Je pense aussi que nous avons épuisé nos moyens. Les finances du pays sont exsangues. Il faut trouver de nouvelles façons de faire les choses. Je pense que la meilleure façon de financer ce travail est de rallier tout le monde sur un objectif.

Ducks Unlimited est un bon exemple. Cette association a su lancer des programmes pour protéger certaines espèces dont les populations sont en déclin. Elle a réussi à lever de très grosses sommes que lui ont volontairement versées de généreux donateurs. Je pense que, pour faire accepter cette législation, nous devons procéder de la même façon. Nous devons devenir les partenaires de l'Ontario Federation of Anglers and Hunters, de Ducks Unlimited. Nous devons structurer cette législation de telle manière qu'elle soit comprise.

Il faut que ce soit réellement le type de législation qui serve le mieux les intérêts du Canada rural, car c'est manifestement là qu'il faut agir. Nous ne pouvons aller à Toronto et dire que les immeubles sont trop hauts et trop éclairés et que des milliers d'oiseaux se fracassent contre les vitres chaque année parce qu'on n'a pas éteint les lumières. Je pense que nous aurions un réel problème si nous voulions agir à ce niveau, car nous ne saurions même pas quelle municipalité... ou par quel bout aborder la question. C'est pourquoi nous tendons à légiférer pour le Canada rural, parce qu'il y a là moins d'habitants et parce que c'est là que l'on rencontre l'habitat et les lieux de nidification de ces espèces, du moins dans les endroits où il y a de la faune.

Je suppose que ma préoccupation c'est que, parce que nous parlons de juridiction sur les terres fédérales... et c'est quelque chose qui doit être bien compris. Nous parlons uniquement dans ce projet de loi des terres fédérales, il faut bien le voir. Et je souhaite, venant de l'Ontario rural, que nous promulguions la meilleure loi possible. Comme tout le monde au sein de ce comité et, je suppose, à la Chambre des communes, j'estime que nous devons préserver les espèces qui sont en péril. Nous sommes tous d'accord là-dessus. Le fait que l'observation des oiseaux soit au Canada le sport qui connaît l'expansion la plus rapide aujourd'hui signifie que nous avons beaucoup de sympathisants de notre côté.

J'ai beaucoup de questions, mais nous allons vite manquer de temps. S'agissant du financement, si l'on devait prélever des fonds dans un programme pour les consacrer à un ou plusieurs programmes de protection des espèces en péril, lesquels à votre avis en souffriraient?

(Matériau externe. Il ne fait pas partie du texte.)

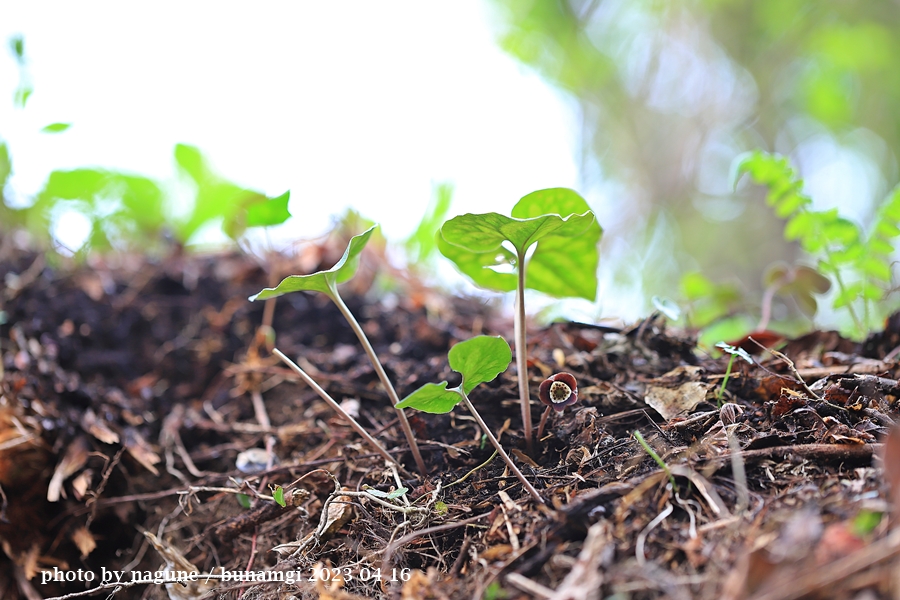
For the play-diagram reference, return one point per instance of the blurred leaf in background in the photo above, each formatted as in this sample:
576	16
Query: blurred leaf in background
667	94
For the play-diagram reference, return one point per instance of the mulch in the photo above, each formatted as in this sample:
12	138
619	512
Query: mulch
144	423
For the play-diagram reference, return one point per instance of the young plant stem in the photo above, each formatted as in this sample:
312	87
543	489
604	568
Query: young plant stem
724	381
337	407
512	466
379	370
521	353
837	278
544	416
655	457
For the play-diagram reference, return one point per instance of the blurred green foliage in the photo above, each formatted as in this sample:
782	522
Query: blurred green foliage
667	94
859	262
134	213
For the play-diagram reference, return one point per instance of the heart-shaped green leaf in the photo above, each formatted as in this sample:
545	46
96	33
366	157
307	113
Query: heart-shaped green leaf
322	281
56	127
480	359
432	398
564	264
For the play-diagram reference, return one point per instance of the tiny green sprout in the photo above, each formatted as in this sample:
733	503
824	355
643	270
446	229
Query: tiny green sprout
478	360
563	265
326	282
733	351
652	453
858	260
278	496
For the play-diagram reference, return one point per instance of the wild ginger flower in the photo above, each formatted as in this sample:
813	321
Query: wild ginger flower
559	391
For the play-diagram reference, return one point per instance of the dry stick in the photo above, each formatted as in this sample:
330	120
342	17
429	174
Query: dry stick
521	357
512	466
392	393
324	395
386	562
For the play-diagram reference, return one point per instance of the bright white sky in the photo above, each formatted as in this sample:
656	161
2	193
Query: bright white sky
352	103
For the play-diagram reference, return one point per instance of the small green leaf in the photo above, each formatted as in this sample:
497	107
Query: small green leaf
695	285
322	281
56	127
563	265
866	521
5	166
17	46
735	351
271	211
191	161
432	398
479	266
480	359
422	243
21	96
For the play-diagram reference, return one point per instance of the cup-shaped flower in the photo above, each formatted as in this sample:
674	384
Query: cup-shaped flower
559	391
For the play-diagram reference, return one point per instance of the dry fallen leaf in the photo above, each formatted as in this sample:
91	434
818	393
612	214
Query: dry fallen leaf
175	562
339	513
140	450
76	456
890	458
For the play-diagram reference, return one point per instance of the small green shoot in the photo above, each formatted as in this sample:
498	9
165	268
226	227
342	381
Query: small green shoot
865	522
326	282
563	265
860	263
733	351
385	495
56	127
478	360
655	456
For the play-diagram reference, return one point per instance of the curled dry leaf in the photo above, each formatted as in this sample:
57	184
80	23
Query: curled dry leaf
75	458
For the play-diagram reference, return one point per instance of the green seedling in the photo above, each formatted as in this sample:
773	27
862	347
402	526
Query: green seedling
652	453
563	265
860	263
278	496
478	360
733	351
796	282
326	282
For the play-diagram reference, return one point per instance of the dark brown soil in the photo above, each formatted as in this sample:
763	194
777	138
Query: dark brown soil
127	398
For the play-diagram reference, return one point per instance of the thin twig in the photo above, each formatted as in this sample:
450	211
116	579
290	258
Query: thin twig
386	563
337	407
512	466
382	376
481	466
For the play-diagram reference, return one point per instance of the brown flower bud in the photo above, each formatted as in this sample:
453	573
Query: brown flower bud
559	391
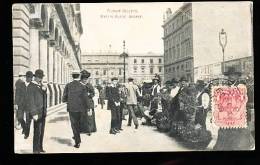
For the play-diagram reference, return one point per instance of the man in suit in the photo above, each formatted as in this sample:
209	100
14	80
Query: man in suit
75	95
29	77
131	101
114	104
203	100
37	108
20	93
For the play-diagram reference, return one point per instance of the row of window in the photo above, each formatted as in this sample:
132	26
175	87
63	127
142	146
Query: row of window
178	22
151	61
112	73
176	52
178	67
181	36
151	69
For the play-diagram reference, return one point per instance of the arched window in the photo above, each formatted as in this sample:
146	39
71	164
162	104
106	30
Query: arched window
51	26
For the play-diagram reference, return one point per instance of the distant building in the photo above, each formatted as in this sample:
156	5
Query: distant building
178	57
46	36
212	71
145	66
103	66
191	38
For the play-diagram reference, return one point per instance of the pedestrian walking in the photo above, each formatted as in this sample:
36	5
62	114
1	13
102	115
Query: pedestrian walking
91	93
75	95
20	93
155	95
114	104
203	100
102	96
29	77
131	101
37	108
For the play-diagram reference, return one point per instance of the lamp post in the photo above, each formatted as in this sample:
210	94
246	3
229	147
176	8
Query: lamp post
124	55
223	43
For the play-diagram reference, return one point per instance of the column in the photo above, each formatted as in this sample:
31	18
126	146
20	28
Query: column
21	38
34	49
43	63
51	53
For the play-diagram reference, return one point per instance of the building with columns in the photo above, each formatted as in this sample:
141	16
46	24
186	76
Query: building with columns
46	36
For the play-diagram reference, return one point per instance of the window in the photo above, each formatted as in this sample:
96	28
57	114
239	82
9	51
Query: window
151	70
135	69
160	69
142	69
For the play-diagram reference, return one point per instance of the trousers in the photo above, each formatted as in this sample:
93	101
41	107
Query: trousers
115	117
75	125
38	134
131	109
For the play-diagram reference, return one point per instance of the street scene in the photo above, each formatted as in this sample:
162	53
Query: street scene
133	77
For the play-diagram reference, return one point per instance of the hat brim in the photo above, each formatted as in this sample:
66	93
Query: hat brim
232	73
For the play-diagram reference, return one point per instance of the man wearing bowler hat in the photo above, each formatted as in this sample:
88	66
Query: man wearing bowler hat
203	100
75	95
29	78
19	105
37	108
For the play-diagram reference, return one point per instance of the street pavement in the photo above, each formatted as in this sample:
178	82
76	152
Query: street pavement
58	137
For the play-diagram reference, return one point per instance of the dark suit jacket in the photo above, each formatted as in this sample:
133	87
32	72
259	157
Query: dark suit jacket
75	94
36	100
113	96
20	93
91	94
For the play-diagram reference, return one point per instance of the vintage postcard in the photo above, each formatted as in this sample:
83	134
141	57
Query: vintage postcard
133	77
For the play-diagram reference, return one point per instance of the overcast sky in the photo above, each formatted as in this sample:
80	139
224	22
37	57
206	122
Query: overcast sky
141	34
144	33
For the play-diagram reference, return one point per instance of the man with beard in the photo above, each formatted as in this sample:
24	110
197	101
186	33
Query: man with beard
75	95
37	108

Le ministère ne va pas disposer de crédits nouveaux. Quels programmes d'importance critique risqueraient de souffrir d'une telle ponction?

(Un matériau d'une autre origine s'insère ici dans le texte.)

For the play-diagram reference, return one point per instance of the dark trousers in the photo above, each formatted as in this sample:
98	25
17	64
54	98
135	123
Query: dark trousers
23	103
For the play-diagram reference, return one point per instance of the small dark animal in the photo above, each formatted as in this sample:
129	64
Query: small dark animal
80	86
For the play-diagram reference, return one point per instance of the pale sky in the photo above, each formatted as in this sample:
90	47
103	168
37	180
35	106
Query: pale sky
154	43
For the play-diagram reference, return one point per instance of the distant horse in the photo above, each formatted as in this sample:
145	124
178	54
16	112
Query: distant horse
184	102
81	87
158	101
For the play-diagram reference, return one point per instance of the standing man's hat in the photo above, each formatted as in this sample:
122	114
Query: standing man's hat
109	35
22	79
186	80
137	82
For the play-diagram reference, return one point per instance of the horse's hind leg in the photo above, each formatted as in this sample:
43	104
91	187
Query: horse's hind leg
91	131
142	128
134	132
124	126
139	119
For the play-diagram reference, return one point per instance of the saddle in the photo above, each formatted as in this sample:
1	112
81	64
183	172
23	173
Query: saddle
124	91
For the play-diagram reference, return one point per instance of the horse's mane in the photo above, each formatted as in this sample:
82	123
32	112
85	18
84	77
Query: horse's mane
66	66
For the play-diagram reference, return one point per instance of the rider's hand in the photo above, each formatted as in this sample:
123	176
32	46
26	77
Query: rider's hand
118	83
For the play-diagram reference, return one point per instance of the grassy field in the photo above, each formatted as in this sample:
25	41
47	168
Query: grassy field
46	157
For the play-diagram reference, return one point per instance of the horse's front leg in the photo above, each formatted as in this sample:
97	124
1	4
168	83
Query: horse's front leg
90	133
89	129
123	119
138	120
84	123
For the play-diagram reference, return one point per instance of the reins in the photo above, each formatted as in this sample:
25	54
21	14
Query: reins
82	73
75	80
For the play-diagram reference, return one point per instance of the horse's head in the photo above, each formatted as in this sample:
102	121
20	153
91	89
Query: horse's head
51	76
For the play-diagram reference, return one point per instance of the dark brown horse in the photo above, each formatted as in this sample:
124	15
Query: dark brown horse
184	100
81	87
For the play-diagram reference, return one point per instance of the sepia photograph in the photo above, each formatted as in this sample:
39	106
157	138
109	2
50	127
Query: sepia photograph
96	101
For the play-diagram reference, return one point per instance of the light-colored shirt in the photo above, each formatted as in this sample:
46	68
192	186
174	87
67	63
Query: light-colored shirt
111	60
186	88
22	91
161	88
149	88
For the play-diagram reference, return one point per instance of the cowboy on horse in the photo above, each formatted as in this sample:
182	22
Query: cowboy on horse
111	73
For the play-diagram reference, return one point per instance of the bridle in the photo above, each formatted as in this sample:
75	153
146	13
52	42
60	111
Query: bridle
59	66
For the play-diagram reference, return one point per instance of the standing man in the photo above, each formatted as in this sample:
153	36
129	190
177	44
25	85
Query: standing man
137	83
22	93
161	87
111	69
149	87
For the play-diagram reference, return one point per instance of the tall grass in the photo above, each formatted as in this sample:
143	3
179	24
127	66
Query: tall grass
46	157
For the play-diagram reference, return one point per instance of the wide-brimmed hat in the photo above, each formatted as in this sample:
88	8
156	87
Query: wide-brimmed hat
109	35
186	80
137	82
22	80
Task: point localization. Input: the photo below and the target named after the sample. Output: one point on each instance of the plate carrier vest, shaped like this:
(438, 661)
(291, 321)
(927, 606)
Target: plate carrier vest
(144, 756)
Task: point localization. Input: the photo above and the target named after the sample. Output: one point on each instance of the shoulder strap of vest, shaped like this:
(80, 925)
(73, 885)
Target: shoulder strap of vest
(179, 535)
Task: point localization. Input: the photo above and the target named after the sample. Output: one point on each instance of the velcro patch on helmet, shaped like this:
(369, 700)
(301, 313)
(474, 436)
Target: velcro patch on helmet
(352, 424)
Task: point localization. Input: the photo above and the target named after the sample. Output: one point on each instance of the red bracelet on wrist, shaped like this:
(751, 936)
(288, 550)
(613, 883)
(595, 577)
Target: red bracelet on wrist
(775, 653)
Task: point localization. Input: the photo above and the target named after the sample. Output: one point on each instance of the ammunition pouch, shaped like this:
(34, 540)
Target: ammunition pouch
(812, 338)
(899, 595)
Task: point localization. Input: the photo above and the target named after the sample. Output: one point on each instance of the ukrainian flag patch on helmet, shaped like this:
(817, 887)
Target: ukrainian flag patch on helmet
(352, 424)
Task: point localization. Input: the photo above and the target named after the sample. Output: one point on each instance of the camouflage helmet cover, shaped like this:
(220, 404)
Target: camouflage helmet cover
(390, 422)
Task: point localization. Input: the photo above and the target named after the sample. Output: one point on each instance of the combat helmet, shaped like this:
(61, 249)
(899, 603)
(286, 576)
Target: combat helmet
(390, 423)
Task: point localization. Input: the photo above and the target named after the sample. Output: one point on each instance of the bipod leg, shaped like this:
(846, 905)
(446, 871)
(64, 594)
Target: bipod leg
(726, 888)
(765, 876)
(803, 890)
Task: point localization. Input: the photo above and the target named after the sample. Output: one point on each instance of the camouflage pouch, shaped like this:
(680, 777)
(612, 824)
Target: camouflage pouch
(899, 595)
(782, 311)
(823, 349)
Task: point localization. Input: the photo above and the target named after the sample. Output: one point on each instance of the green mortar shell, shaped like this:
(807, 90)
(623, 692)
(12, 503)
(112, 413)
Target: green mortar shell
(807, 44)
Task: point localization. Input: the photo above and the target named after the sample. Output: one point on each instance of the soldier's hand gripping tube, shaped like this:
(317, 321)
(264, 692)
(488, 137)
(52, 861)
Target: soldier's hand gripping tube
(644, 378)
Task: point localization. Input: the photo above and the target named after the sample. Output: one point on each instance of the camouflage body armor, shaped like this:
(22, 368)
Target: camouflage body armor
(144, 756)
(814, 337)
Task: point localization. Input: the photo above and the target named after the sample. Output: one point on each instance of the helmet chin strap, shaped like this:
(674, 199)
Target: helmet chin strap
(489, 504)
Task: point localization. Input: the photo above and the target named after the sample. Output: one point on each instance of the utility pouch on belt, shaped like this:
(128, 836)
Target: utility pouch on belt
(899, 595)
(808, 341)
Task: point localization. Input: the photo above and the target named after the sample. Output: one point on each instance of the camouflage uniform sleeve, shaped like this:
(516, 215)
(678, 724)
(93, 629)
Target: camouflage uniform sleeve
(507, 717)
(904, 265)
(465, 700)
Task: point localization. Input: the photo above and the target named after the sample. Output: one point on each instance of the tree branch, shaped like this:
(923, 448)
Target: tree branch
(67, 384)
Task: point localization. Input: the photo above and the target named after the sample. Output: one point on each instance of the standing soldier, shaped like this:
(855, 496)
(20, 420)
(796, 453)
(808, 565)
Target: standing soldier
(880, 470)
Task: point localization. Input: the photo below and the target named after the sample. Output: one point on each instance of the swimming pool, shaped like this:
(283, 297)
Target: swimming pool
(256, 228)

M. Quinney: Permettez-moi de vous donner quelques exemples rapides. Ils se situent tous au chapitre de la protection ou de la création d'habitats.

Vous avez parlé de partenariats réussis. Le Plan nord- américain de gestion de la sauvagine est un excellent exemple de coopération entre tous les paliers de gouvernement et avec le secteur privé. Vous avez mentionné des organisations telles que Ducks Unlimited, l'Ontario Federation of Anglers and Hunters. Notre crainte est que, par suite de cette nouvelle loi, le gouvernement fédéral contribue moins au Plan de gestion nord-américain de la sauvagine qui, comme vous le savez, ne consiste pas seulement à gérer la sauvagine mais aussi à protéger et à rétablir les marécages etc. Lorsque vous protégez les marécages, vous protégez une multitude d'espèces.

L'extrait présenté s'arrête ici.